People don’t use alternative tools just because they exist, so the third step was improve similarity search performance. This was done by improving the search algorithm and implementation and adding multi-threaded support for NxN or NxM search cases. Similarity search with modern chemfp is over 10x faster than chemfp 1.0!
Similarity search is fast enough that for many cases the FPS read performance became the limiting factor. This is especially noticable in web development where modern practices restart the web app after every change. The FPB binary format was developed as a way to quickly load a fingerprint dataset. Its internal layout is identical to what’s needed for a similarity search so the load step needs little additional processing. The fpcat program converts between the FPS and FPB formats.
Chemfp supports four different cheminformatics toolkits, which are used for molecule I/O and fingerprint generation. One of the goals of the chemfp API is to make it easy to work with fingerprints from different toolkits without learning the details of each toolkit. In the usual computer science fashion, this is done with the “toolkit wrapper API”, which gives a consistent API across the supported toolkits.
The”text toolkit” implements a subset of this API, to work with SDF and SMILES files as text records. The text toolkit also includes special support for working with SDF files, for example, to add fingerprint data as tag data to an SDF record without round-tripping the record through a chemistry toolkit.
With the 4.0 release, chemfp added support for diversity, including MaxMin, sphere exclusion, and heapsweep. Rather than add a new command-line program for each new tool, the “chemfp” command-line tool was added, with subcommands for each tool. The 4.1 release added the “butina”, “csv2fps” and “translate” subcommands, along with Python API additions for clustering and CSV processing.
For a different, more scholarly discussion of chemfp see “The chemfp project” in the Journal of Cheminformatics. That paper covers the purpose of the project, its architecture and design, the FPS and FPB file formats, and the experience in trying to run chemfp as a self-funded open source project.
To cite chemfp use: Dalke, A. The chemfp project. J Cheminform 11, 76 (2019). https://doi.org/10.1186/s13321-019-0398-8 .
This program was developed by Andrew Dalke <firstname.lastname@example.org>, Andrew Dalke Scientific, AB. The Base License Agreement <base_license> does not allow you to:
- generate FPB files;
- create in-memory fingerprint arenas with more than 50,000 fingerprints;
- search in-memory fingerprint arenas with more than 50,000 fingerprints, unless they are licensed FPB files;
- perform Tversky searches;
- perform Tanimoto searches of FPS files with more than 20 queries at a time.
See https://chemfp.com/license/ for details on licensing options, which includes no-cost academic licensing and source code licensing.

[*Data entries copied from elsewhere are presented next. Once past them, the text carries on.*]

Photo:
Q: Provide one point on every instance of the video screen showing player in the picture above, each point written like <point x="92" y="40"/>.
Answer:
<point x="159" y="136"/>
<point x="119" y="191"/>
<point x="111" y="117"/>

If you have questions, or wish to request a demo license or purchase a license, send an email to email@example.com.
I also maintain the chemfp-1.x series under a no-cost open source license. Version chemfp-1.6.1 is available at no cost from chemfp.com. This version requires Python 2.7 and is meant to give an open source baseline for benchmarking purposes.
In no particular order, the following contributed to chemfp in some way: Noel O’Boyle, Geoff Hutchison, the Open Babel developers, Greg Landrum, OpenEye, Roger Sayle, Phil Evans, Evan Bolton, Wolf-Dietrich Ihlenfeldt, Rajarshi Guha, Dmitry Pavlov, Roche, Kim Walisch, Daniel Lemire, Nathan Kurz, Chris Morely, Jörg Kurt Wegner, Phil Evans, Björn Grüning, Andrew Henry, Brian McClain, Pat Walters, Brian Kelley, Lionel Uran Landaburu, Sereina Riniker, Brian Cole, John Mayfield, Jeff van Santen, and Jakub Gunera.
Thanks also to my wife, Sara Marie, for her many years of support.